Por su parte, la prensa internacional, por lo general,
prefiere destacar en sus titulares cada delegación de empresarios que viaja a
reunirse con el Gobierno cubano, antes que monitorear si han sido levantadas
las restricciones internas al sector no estatal para que pueda beneficiarse del
17 D.
El otro hecho inconveniente es que desde el 17 D se han
multiplicado las salidas legales e ilegales del país. En una sociedad
"estable", pero sin alternativas de prosperidad, la única que existe
es irse a otra parte. La mayoría de los cubanos apoyan los pasos de Obama, pero
al transcurrir los meses corroboran que los cambios internos positivos que su
nueva política hacia Cuba puede potencialmente facilitar, no se materializan.
Lo impide el bloqueo… del Partido Comunista.

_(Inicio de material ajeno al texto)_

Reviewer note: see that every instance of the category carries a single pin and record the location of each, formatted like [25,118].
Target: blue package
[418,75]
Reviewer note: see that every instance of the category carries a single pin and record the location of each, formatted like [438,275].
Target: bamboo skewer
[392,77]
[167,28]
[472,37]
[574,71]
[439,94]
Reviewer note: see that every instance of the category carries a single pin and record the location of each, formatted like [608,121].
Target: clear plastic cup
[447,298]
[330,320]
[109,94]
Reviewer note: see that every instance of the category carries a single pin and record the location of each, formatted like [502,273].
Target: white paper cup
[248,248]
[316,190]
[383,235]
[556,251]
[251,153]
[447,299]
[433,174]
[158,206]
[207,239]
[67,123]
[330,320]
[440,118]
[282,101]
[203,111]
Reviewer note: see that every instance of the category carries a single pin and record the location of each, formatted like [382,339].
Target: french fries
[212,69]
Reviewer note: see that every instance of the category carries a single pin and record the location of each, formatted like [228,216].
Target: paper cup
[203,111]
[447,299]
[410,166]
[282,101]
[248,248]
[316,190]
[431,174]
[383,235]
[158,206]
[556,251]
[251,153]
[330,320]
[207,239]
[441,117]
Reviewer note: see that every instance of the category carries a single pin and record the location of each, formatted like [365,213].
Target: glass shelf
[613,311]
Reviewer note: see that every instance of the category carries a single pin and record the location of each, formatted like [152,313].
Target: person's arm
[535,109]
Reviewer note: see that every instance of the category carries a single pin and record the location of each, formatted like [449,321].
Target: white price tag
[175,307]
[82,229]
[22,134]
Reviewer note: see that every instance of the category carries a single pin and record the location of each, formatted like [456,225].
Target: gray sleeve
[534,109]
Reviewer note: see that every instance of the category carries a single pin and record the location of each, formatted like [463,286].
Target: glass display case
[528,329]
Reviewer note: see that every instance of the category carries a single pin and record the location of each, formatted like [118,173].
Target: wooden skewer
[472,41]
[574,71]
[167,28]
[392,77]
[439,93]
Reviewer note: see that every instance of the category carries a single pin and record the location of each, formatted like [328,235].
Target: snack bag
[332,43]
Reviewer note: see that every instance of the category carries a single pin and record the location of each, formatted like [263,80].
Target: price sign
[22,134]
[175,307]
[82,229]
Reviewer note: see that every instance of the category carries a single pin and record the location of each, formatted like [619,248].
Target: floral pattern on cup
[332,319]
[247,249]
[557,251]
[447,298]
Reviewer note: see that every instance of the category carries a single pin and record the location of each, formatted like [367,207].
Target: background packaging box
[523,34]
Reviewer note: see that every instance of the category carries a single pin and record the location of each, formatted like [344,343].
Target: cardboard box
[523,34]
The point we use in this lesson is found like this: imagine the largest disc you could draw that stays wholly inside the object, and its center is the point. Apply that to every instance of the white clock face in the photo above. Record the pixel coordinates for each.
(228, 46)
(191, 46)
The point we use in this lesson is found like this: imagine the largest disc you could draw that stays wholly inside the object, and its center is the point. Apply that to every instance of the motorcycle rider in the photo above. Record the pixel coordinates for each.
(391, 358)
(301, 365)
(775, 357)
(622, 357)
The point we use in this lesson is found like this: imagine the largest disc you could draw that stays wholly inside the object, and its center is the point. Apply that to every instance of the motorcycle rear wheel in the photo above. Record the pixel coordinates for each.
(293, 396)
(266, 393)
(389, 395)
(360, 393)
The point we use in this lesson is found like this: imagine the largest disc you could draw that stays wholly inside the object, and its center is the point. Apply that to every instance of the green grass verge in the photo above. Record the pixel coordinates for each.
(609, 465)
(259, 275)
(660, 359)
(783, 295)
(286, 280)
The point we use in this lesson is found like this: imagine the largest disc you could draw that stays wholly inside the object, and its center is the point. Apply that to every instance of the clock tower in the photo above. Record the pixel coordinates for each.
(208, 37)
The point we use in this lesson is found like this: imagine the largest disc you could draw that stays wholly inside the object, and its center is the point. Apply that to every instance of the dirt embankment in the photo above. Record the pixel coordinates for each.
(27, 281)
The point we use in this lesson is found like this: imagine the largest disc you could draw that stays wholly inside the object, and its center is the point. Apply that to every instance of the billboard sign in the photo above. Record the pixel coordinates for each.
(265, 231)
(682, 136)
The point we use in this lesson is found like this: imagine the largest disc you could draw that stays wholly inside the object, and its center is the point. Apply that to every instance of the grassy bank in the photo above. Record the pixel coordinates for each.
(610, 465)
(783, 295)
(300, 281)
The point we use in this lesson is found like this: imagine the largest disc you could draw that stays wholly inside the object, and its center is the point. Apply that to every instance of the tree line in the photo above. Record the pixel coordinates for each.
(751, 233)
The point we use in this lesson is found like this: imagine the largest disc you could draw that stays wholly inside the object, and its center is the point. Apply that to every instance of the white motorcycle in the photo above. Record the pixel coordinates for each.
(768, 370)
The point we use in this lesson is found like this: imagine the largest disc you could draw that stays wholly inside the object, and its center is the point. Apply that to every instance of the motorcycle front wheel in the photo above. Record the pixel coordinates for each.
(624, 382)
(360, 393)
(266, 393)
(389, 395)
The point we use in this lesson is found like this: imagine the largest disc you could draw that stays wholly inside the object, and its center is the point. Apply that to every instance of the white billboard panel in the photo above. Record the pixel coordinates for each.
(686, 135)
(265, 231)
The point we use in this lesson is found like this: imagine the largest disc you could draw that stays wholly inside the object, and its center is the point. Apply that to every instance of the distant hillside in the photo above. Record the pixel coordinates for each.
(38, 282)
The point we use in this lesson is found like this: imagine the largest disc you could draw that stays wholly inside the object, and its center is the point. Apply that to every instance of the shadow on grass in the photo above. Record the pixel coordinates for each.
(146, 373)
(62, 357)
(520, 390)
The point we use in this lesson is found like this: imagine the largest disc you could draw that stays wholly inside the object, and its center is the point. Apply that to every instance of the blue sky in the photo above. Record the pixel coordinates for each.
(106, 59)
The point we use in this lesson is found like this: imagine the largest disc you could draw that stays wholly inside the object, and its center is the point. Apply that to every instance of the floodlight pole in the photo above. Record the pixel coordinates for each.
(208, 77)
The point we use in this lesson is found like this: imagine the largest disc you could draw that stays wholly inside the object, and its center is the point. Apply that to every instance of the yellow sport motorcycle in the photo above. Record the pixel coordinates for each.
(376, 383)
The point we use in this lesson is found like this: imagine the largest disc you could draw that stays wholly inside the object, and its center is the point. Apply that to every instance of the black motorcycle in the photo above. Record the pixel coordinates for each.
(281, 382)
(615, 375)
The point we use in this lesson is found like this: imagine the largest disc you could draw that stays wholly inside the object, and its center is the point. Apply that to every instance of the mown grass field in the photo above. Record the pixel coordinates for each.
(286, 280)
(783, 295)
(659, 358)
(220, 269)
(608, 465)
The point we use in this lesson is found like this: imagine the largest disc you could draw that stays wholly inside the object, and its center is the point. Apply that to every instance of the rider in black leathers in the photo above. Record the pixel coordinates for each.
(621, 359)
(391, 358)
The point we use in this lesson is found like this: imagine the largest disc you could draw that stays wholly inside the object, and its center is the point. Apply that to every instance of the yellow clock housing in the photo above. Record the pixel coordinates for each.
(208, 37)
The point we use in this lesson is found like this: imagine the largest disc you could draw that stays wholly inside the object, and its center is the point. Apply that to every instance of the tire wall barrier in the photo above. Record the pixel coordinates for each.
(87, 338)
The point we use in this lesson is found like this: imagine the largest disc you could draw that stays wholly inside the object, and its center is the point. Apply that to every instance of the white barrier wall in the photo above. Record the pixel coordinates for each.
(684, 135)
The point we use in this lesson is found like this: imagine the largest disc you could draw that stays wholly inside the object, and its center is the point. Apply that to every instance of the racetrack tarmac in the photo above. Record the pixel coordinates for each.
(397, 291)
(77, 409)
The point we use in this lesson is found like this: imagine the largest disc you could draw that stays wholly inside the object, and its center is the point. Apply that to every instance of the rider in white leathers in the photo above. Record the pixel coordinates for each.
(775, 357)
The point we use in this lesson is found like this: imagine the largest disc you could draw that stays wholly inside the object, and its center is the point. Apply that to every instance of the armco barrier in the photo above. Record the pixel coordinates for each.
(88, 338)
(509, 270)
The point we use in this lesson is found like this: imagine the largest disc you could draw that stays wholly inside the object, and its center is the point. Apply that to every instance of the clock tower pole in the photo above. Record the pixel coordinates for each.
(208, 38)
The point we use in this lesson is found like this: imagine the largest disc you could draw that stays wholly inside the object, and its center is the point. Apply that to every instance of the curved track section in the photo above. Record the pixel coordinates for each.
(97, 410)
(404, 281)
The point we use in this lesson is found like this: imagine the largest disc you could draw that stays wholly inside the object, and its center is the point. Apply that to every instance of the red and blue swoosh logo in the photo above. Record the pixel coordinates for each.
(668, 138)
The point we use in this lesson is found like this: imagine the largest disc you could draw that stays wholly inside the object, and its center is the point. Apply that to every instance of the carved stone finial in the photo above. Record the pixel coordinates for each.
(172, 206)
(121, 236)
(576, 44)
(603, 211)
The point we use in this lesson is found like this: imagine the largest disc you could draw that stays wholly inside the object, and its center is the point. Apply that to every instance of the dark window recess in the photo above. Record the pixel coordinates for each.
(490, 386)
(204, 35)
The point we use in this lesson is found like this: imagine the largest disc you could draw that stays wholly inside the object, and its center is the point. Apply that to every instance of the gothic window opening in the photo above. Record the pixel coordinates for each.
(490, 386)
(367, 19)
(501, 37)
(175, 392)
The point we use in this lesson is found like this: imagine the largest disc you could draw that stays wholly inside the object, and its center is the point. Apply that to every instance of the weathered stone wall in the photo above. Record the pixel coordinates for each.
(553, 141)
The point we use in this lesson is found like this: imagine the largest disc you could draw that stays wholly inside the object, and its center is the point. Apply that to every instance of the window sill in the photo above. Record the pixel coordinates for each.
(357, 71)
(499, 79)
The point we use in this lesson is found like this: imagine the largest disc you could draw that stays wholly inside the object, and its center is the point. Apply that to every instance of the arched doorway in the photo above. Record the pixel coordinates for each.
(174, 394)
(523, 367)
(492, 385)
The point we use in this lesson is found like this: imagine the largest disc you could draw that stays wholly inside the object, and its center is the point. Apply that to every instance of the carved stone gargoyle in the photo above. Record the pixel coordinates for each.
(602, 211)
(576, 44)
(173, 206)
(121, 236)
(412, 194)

La motivación real detrás del 17D,
ubicada en el marco de la seguridad nacional, pudiera también frustrarse. La
pretendida política de estabilización puede terminar incentivando la
desestabilización. La causa de ese problema radica en su falsa premisa: la raíz
de la inestabilidad interna no es el embargo estadounidense. Lo que hoy
potencia el éxodo interno e internacional y empuja gradualmente a sectores de
la población a involucrarse en actividades delictivas para subsistir es el
bloqueo —férreo y persistente— del Gobierno cubano a las capacidades creativas
de la ciudadanía al coartar sus libertades básicas. Prevenir una crisis
de envergadura en la Isla no se logra consolidando el régimen de gobernabilidad
existente porque es de él que emana el caos.
El primer paso en una dirección más prometedora podría
ser la incorporación de la receta de Raúl Castro al ritmo del deshielo
estadounidense: "Sin pausa, pero sin prisa".
No sería descabellado que los legisladores
estadounidenses acordasen una "pausa" a las concesiones unilaterales
de Washington para dar un margen de tiempo a que sean correspondidas por La
Habana. Es hora de que usen el espacio que el 17 D ha creado para que permitan
al pueblo cubano beneficiarse de él. No se trataría de reclamar concesiones de
Cuba hacia EEUU sino hacia los ciudadanos cubanos y que coinciden con los
Pactos Internacionales de Derechos Humanos que ya ha suscrito ese gobierno.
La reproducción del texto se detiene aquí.